Things I’ll Never Say Out Loud
There are often situations and times, when I forget to hug you, kiss and tell you that I love you. Sometimes when you call, I won’t have the mood to talk to you because I am busy using my laptop. Sometimes I forget to comfort you if you are down and most of all; I always forget to thank you for everything you do and every sacrifices you made for us. In this essay I will pour all my memories with you. Papa, I will use this opportunity to tell you things that I guess I will never have the guts to tell you every day.
I’m Sorry. The first thing out of three that I want to tell you. I am sorry for being such a pain, especially when I force you to buy me things that I want. Do you remember when I was seven I cried my eyes out just to convince you to buy me a Barbie doll? That memory still lingers in my mind clearly, that day I saw a Barbie that wears a beautiful purple gown, it caught my eyes because it was from the Barbie movie that I watched the night before. I asked mama if she’ll buy that for me and I was scolded. Like I said I was hard headed back then, so I dragged you near the Barbie doll forced you to buy that for me. I am sorry for being insensitive. Sometimes I call you names that is never to your liking I also do pranks on you because I really enjoy every second of it. I am sorry if I always act like a spoiled brat. Remember when I told you that I will never want a younger sibling? The real reason behind that is that I don’t want to be left behind and I wanted yours and mama’s attention focused on me and ate.

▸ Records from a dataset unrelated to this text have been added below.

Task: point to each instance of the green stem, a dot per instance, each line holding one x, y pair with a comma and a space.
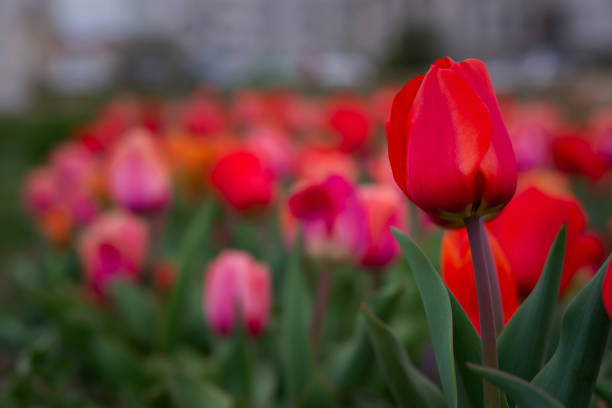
320, 307
479, 245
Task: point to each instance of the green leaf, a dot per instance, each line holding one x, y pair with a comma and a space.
453, 337
524, 394
467, 348
604, 390
198, 230
571, 373
408, 386
523, 355
354, 364
189, 392
135, 310
294, 334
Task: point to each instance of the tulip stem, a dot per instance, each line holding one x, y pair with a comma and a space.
320, 307
481, 259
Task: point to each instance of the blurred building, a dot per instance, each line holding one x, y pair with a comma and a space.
84, 45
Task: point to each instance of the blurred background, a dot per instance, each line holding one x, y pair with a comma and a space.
62, 58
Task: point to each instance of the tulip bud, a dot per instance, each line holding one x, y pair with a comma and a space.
138, 177
349, 119
113, 246
448, 145
458, 274
384, 209
243, 180
528, 226
332, 217
236, 284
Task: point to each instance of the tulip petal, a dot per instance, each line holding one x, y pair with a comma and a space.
449, 133
396, 125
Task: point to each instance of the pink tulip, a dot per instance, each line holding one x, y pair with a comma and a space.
138, 176
384, 209
332, 217
236, 284
274, 146
113, 246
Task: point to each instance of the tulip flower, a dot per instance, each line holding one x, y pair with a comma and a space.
349, 119
527, 228
574, 154
243, 180
138, 176
235, 284
606, 291
458, 274
274, 145
332, 217
448, 145
113, 246
384, 209
328, 162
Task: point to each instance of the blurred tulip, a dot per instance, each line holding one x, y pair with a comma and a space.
527, 228
575, 154
235, 284
113, 246
203, 115
315, 163
137, 175
606, 291
332, 217
349, 120
458, 274
448, 145
243, 180
164, 276
532, 128
39, 192
384, 209
600, 130
274, 146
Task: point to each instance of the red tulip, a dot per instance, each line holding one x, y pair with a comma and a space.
458, 273
384, 209
113, 246
236, 284
244, 180
138, 176
527, 228
332, 217
349, 119
606, 291
575, 154
448, 145
274, 145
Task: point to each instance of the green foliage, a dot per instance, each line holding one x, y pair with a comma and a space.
571, 373
408, 385
523, 355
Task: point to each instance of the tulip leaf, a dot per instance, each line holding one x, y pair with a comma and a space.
604, 390
454, 339
524, 394
294, 347
408, 386
571, 373
467, 348
353, 366
523, 355
188, 392
196, 232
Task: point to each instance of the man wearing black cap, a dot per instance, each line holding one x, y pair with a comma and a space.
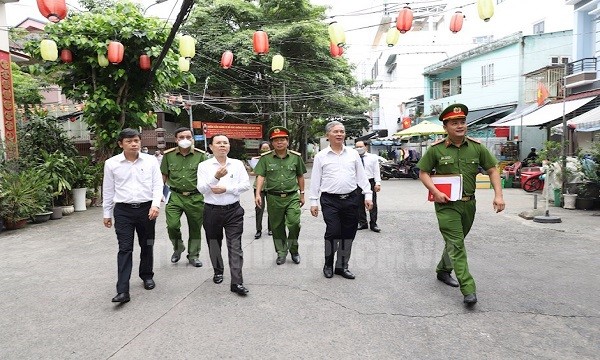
283, 171
458, 154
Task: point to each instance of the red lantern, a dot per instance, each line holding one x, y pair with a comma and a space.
53, 10
145, 63
260, 42
335, 51
404, 20
226, 59
115, 52
66, 56
456, 22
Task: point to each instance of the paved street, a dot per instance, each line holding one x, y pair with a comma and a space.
538, 292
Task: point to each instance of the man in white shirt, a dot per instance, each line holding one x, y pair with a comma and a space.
222, 180
132, 191
371, 165
337, 170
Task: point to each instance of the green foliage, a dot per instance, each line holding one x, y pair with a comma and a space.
116, 96
42, 133
317, 86
22, 194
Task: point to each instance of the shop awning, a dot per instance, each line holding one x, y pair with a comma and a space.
546, 113
587, 117
475, 116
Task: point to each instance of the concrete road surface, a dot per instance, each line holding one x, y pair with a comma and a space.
538, 289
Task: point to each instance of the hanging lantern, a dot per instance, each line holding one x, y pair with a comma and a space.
184, 64
226, 59
392, 36
336, 34
66, 56
115, 52
277, 63
456, 22
53, 10
145, 63
49, 50
102, 60
187, 46
335, 51
260, 42
404, 20
485, 8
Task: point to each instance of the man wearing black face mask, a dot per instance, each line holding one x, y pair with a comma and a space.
179, 168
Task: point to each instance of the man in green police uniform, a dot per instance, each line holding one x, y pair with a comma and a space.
458, 154
179, 167
284, 171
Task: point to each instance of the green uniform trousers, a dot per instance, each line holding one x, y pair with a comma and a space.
455, 220
193, 207
284, 212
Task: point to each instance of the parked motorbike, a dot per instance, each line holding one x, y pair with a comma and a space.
403, 169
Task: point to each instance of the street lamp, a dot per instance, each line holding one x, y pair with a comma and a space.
151, 5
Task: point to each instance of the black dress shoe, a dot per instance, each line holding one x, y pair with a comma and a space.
239, 289
175, 257
328, 271
149, 284
447, 279
121, 297
345, 273
296, 258
196, 262
470, 299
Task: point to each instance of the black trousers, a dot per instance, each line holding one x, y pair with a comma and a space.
228, 218
340, 213
128, 221
362, 212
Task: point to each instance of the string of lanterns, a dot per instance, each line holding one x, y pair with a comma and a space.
56, 10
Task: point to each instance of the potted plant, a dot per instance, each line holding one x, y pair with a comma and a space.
81, 178
57, 167
21, 196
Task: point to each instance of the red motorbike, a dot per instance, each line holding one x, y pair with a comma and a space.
532, 179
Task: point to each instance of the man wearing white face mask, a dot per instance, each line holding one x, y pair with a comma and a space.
371, 165
179, 168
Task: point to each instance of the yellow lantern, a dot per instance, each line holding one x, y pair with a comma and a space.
277, 63
184, 64
485, 8
49, 50
336, 34
187, 46
392, 36
102, 60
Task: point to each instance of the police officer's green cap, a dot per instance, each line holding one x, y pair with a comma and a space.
454, 111
278, 131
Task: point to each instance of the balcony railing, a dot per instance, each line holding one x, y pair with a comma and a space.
582, 65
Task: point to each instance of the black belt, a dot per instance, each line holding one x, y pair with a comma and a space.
185, 193
134, 205
341, 196
282, 193
223, 207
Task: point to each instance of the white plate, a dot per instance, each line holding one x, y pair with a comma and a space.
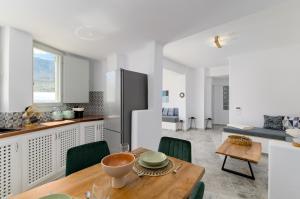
143, 164
153, 158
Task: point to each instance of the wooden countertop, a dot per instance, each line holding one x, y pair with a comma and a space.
51, 124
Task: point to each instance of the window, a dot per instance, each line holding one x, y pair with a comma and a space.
46, 75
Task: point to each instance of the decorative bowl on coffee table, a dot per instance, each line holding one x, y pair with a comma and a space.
118, 165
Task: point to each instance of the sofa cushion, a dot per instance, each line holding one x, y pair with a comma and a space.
170, 112
172, 119
165, 112
176, 112
260, 132
273, 122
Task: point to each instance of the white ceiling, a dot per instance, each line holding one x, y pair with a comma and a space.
119, 25
274, 27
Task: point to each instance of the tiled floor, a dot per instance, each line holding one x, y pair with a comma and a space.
220, 184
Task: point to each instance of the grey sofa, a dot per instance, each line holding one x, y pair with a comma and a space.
170, 115
261, 132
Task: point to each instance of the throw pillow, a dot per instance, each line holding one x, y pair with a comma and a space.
165, 112
291, 122
171, 112
273, 122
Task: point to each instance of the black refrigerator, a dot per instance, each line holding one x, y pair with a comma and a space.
124, 92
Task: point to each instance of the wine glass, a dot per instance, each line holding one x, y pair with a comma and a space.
125, 147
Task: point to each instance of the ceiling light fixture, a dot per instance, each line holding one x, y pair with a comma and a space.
88, 33
218, 42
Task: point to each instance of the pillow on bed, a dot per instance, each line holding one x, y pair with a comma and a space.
291, 122
273, 122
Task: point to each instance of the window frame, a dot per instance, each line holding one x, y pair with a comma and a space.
44, 47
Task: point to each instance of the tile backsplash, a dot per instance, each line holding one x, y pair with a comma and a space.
94, 107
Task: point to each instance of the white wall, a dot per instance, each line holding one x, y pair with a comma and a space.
16, 70
265, 82
195, 90
175, 83
146, 124
97, 76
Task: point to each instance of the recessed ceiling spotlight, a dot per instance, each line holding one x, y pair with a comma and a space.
218, 41
88, 33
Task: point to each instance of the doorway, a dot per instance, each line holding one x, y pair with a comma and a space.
220, 100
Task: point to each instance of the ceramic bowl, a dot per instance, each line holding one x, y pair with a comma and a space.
153, 158
118, 165
297, 140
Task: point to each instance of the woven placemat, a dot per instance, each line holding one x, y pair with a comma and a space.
153, 172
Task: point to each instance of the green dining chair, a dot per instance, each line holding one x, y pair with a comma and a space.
198, 191
176, 148
86, 155
181, 149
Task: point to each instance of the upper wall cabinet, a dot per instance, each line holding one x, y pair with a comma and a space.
75, 80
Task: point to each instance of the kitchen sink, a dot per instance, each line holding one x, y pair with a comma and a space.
7, 130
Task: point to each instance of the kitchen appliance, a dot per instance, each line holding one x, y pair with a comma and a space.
68, 114
78, 112
125, 91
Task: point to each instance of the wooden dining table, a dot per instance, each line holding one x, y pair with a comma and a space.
172, 185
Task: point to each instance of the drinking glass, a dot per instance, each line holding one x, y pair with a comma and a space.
125, 147
101, 192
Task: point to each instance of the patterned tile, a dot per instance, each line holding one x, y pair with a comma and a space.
94, 107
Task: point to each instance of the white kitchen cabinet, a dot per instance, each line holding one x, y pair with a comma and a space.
66, 138
75, 80
38, 157
91, 131
113, 140
10, 167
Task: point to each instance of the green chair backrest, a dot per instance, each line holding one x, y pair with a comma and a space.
198, 191
176, 148
86, 155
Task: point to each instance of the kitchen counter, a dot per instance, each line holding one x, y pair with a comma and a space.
51, 124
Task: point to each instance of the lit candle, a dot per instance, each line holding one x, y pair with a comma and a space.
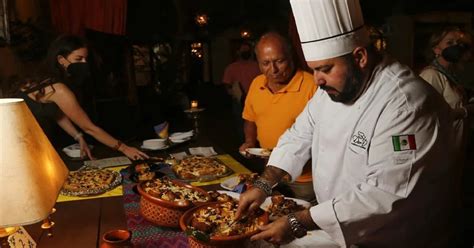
194, 104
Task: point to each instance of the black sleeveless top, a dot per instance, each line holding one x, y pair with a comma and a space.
45, 113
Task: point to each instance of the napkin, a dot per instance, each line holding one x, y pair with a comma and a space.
203, 151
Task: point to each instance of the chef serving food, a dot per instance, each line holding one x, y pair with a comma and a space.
378, 137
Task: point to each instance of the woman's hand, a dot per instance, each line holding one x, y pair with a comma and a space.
250, 201
85, 151
133, 153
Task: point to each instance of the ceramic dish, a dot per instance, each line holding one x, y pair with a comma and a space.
259, 152
154, 168
163, 212
218, 241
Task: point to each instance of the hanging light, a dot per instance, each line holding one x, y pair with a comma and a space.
196, 49
201, 19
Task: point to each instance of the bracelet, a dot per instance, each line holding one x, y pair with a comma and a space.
263, 185
77, 136
118, 145
465, 112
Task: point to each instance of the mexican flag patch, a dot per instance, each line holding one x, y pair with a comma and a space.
404, 142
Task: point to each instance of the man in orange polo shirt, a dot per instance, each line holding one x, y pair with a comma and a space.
275, 99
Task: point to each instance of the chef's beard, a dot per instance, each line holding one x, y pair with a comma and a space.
352, 86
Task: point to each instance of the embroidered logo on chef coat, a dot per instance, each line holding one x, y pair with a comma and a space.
404, 142
359, 140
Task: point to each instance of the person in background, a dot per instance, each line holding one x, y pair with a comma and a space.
378, 135
274, 101
237, 78
52, 101
448, 50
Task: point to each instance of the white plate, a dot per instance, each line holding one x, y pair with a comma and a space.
266, 204
181, 135
154, 149
181, 140
230, 183
261, 152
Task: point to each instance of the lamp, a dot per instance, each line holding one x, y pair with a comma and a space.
31, 171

Thank you. I do not know how to say this papa but I want to thank you for everything. Thank you for being a fan. When I was younger you always encourage me to sing. You always buy karaoke dvds’ just for me, you always push me to the level that I will be able to sing in front of many people. Thank you for being our clown. When I was down, you always make me smile by doing things that you know will crack my shell. Thank you for telling me stories. I remember when I was seven you told me a story about canned sardines, I was really captured by that time, I believed every part and was amazed in every scene of it. Thank you for your understanding. Every time that I am in a bad mood you will always do things that will brighten me up. Remember the day when I purposely broke my sandals? Every time it will flash in my mind I can’t help but to laugh at my spoiled brat attitude.
I love you. You have always been in my life, from the day I first opened my eyes to the present moment. You are a teacher, a guide, and a source of strength and support. You, whom I look up to with loving trust and pride. With a willing hand to lend, you are a helper, an adviser and my partner in crime. You showed me the stars and taught me how to reach them. You mean the world to me; you are my one and only father. Even if you are far from me, I will always stay by your side. I know it is a bit cheesy, but still papa, I will always be there for you like you have been for me. I want you to feel special by writing instead of saying things that I’ll never say at least out loud.